Nasa hacker loses Lords appeal against extradition

Gary McKinnon's last chance to avoid extradition to the US for trial will be an attempted appeal to the European Court of Human Rights

Gary McKinnon, the so-called 'Nasa hacker', has lost his appeal to the House of Lords and now faces deportation to the US.

McKinnon's only hope of avoiding having to go to the US to face trial there now rests with the European Court of Human Rights.

McKinnon is trying to avoid deportation on the grounds that he would not receive a fair trial in the US. On Wednesday morning, the House of Lords dismissed McKinnon's case.
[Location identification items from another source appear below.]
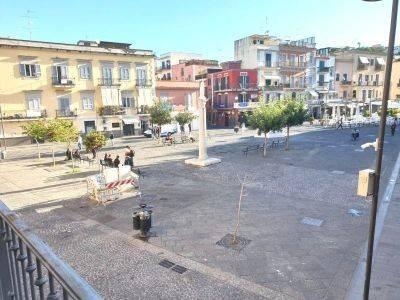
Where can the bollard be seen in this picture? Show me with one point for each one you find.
(141, 220)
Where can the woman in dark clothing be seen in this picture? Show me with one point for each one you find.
(116, 161)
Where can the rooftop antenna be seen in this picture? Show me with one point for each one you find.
(29, 22)
(266, 25)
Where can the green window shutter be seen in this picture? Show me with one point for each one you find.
(38, 72)
(22, 69)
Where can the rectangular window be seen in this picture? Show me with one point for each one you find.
(33, 102)
(124, 72)
(141, 75)
(268, 59)
(127, 99)
(87, 102)
(29, 70)
(85, 70)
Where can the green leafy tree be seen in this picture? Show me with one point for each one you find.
(294, 113)
(94, 141)
(184, 118)
(61, 131)
(267, 118)
(37, 131)
(160, 114)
It was originally scheduled to be heard sometime in early September but was suddenly brought forward last week.

McKinnon's case was heard by Lord Brown of Eaton-under-Heywood on behalf of the House. The main argument of McKinnon's counsel centred on the 'plea bargain' allegedly offered by the US government, and the wide disparity between what the US government offered McKinnon if he agreed to hand himself over and admit guilt (three to four years of prison at the maximum) and what he otherwise faced (anything up to life imprisonment).

Lord Brown said that, in reaching its judgement, the court was aware of the use of plea bargaining in the US on a wide scale and said that it would be reasonable for US authorities to want to use it. He also said that the use of informal plea bargaining was already common in the UK and the Court of Appeal's opinion that it viewed the plea bargain with McKinnon with "a degree of distaste" was "somewhat fastidious". "Our law is replete with statements of the highest authority" acknowledging the use of plea bargaining to expedite the legal process, he said. Its use in this case was not unwarranted, the judge concluded.
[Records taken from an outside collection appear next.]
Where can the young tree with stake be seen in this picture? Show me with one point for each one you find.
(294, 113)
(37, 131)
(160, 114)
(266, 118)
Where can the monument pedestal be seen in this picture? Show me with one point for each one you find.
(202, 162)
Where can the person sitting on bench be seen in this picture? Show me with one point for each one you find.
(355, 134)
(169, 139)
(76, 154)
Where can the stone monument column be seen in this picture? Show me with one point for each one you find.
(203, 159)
McKinnon's last hope will be an appeal to the European Court of Human Rights, but it is by no means certain that the court would be willing to hear his case.

The case first became prominent five years ago when the US government asked the UK government to allow McKinnon's case to be heard in the US.

In a statement, McKinnon's firm of solicitors, Kaim Todner, said that he is "neither a terrorist nor a terrorist sympathiser" and argued that "his case could have been properly dealt with by our own prosecuting authorities". Further, the solicitors argued that the decision to ensure he is put on trial in the US was designed to allow "the US government to make an example of him".

McKinnon's only chance now, they argued, is that he be saved from extradition. "The consequences he faces if extradited are both disproportionate and intolerable, and we will be making an immediate application to the European Court to prevent his removal," his solicitors said.